“Tackle ‘big fish’ firmly and without fear”, PM Manmohan Singh said recently at a two-day conference to discuss the workings of the CBI. It openly reflects the gravity of state of affairs at agency and the uncalculated consequences of political interference in CBI’s workings.
Even the recent revelations in Aarushi murder probe are shocking and have raised doubts on the credentials of India’s premier investigation agency. There are many pending cases which emphasise the need to complete inquiries against those of doubtful integrity; and then there are those which were never ‘solved’ satisfactorily.
Devika Chhibber of Zeenews.com chatted up with former Director of CBI, Joginder Singh, popularly known as Joginder ‘Tiger’ Singh, seeking answers on the existing scenario and possible remedial measures.
Here are the excerpts:
Devika: ‘Evidence tampering’ is another twist in Aarushi murder case. What went wrong in the probe? Is CBI to be blamed?
Joginder Singh: Aarushi case was initially handled by the Noida police and all the mess which you can see today is because of them and the doctors’ negligence. CBI came into the picture very late, i.e. after 2-3 weeks. So, all the evidence was already tampered with and CBI could do nothing else except to pick up the leftovers to carry on the investigation. But the blame of tampering cannot be laid on CBI’s shoulders.
Devika: If CBI carries out all the investigations properly, then why is it that so many cases are still pending?
Singh: CBI can only investigate. What can it do if the witness denies everything in court which he has accepted in front of the police, and let me tell you that this happens all the time! There is no punishment for those who lie in front of court. What can we do? We are simply helpless in such situations.
Devika: So you are telling me that all the pending cases till date are the result of people backing out at the last moment. That’s what you call ‘lack of evidence’?
Singh: : I agree that in some cases, CBI is lacking, but most of the unsolved cases are because of insufficient evidences i.e. people backing out or due to government’s interference.
Devika: Can you please elaborate. What did you mean by government’s interference?
Singh: : In most of the cases, CBI has to deal with those who have strong political holds, and because CBI is not an autonomous body, the officers are unable to probe any further because it is the government that actually sanctions things. Moreover, only then we are allowed to probe. Without their permission we cannot probe to a degree that is required to go deep into the matter.

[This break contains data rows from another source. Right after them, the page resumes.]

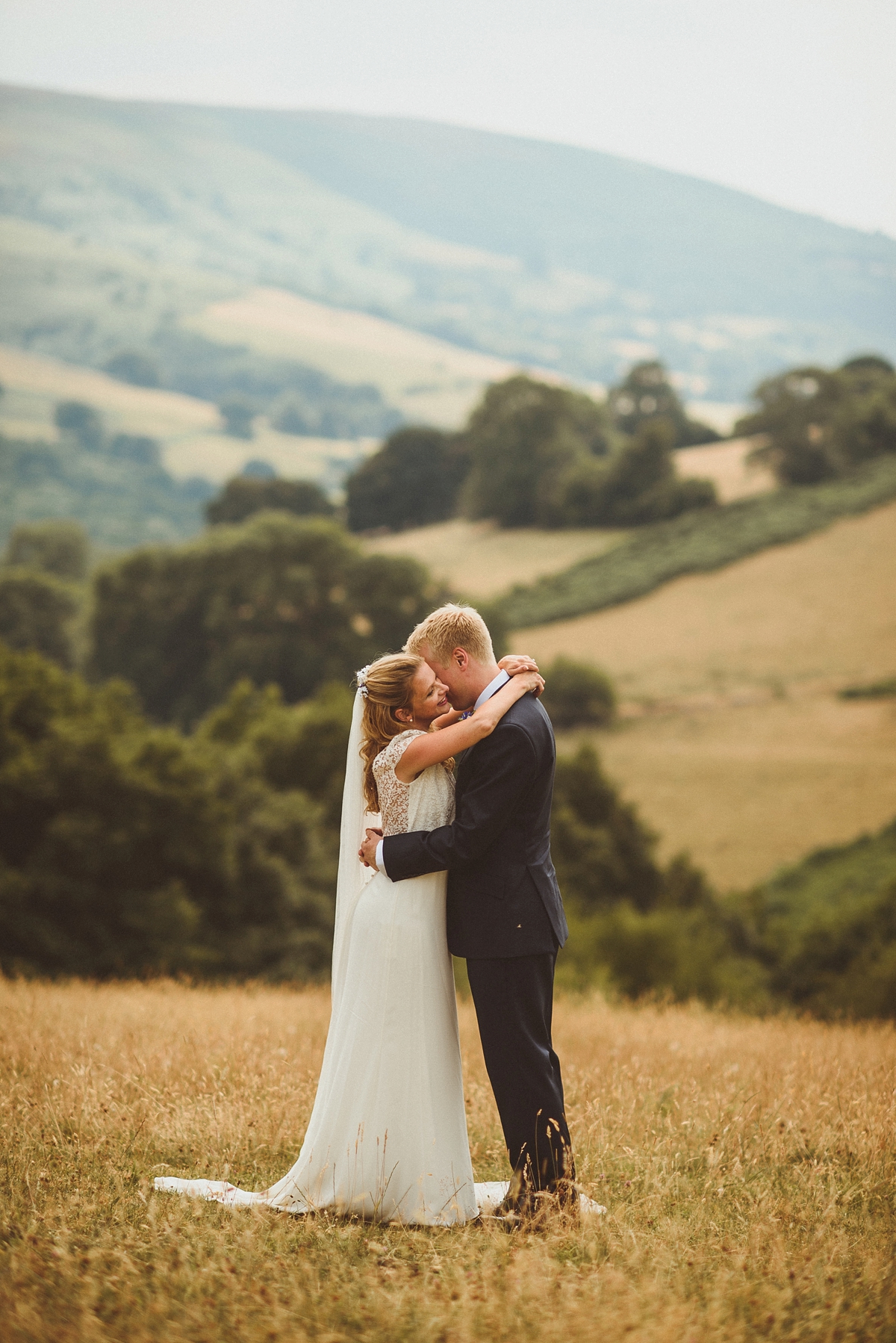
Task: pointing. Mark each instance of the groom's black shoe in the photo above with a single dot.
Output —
(526, 1208)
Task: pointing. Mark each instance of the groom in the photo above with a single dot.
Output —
(504, 908)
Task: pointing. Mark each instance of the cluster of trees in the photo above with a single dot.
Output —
(822, 424)
(277, 598)
(132, 849)
(296, 398)
(539, 456)
(42, 589)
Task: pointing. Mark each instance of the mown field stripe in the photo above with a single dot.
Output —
(696, 543)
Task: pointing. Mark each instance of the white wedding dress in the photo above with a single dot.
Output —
(388, 1135)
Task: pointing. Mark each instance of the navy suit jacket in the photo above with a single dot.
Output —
(503, 895)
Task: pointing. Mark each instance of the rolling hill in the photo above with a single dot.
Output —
(732, 740)
(529, 252)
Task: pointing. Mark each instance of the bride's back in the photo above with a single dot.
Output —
(422, 804)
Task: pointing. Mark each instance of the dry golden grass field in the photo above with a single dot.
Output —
(747, 1166)
(734, 743)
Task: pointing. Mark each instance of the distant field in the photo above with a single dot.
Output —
(481, 560)
(747, 1169)
(735, 744)
(187, 427)
(727, 466)
(430, 380)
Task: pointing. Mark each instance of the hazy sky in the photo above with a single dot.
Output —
(793, 99)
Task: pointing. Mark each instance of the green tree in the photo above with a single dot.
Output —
(277, 599)
(821, 424)
(635, 486)
(129, 849)
(245, 494)
(645, 394)
(411, 481)
(526, 439)
(37, 611)
(238, 415)
(578, 695)
(54, 547)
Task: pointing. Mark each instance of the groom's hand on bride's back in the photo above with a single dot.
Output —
(516, 664)
(367, 853)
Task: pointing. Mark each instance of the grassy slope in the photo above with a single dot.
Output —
(747, 1169)
(187, 427)
(805, 893)
(736, 745)
(697, 543)
(528, 250)
(481, 560)
(428, 379)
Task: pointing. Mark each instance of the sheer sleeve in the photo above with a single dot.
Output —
(394, 794)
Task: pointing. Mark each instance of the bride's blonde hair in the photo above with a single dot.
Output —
(388, 686)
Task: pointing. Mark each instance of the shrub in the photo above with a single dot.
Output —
(825, 928)
(276, 599)
(822, 424)
(526, 438)
(37, 611)
(128, 849)
(645, 395)
(243, 496)
(60, 548)
(411, 481)
(635, 486)
(578, 695)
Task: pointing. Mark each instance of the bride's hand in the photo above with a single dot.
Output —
(529, 681)
(514, 664)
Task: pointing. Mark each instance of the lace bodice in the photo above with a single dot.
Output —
(422, 804)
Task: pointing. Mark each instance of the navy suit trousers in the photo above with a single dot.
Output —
(514, 999)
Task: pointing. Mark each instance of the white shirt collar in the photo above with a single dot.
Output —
(501, 678)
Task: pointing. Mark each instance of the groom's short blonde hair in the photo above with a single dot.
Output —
(448, 629)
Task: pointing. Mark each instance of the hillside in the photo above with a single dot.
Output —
(734, 743)
(529, 252)
(481, 560)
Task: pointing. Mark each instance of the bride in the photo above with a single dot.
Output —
(388, 1135)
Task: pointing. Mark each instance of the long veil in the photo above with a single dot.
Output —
(352, 875)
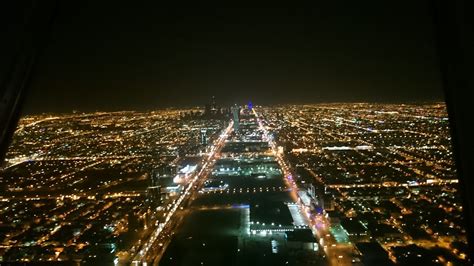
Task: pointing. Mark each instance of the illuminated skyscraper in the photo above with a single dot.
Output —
(203, 136)
(235, 116)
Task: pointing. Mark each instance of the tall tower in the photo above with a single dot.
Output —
(203, 136)
(235, 116)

Devika: Did any such political pressure create impediments when you were the director?
Singh: : Yes, of course. I won’t call it political pressure, but yes, in cases relating to politicians, government did not give me permission and did try to restrict my moves. Even my transfer during my tenure was for the same reason.
Devika: Will you please share some such experience?
Singh: : I remember very clearly when I was investigating the fodder scam in which the prime suspect was the then Bihar CM Mr Lalu Prasad Yadav, I was forced to stall my probe against him. Why, because he was close to the then United Front government. I even remember that conversation where the-then PM Mr Inder Kumar Gujral tried to stop my investigation by showcasing his power. He actually told me that he was ‘the PM’ and so I should listen to him. He forced me to leave the Fodder Scam Investigation.
Devika: This shows that CBI does not work freely….
Singh: : As stated earlier, CBI is never an autonomous body. It is just an image which is portrayed, but actually the functioning inside is not that liberal. You must be aware that CBI came into existence in 1943 when the Special Establishment Act was formed, which was once renewed in 1946. But that does not make it legal. We are still following those age old norms. Nothing has been done to renew the Act and the body, I must say today, is in the declining state of health.
Devika: Thank you so much sir but just one last thing. Now that you are out of the system, so as an outsider, what’s your take on CBI and the possible measures?
Singh: : I think that CBI can only perform well when it is not bound to follow the government. For this, a proper bill needs to be passed in the assembly, making it an autonomous body, and experts should be kept to guide juniors. The control can be vested in the hands of constitution directly. Unless this is done, a positive and concrete outcome cannot be accepted.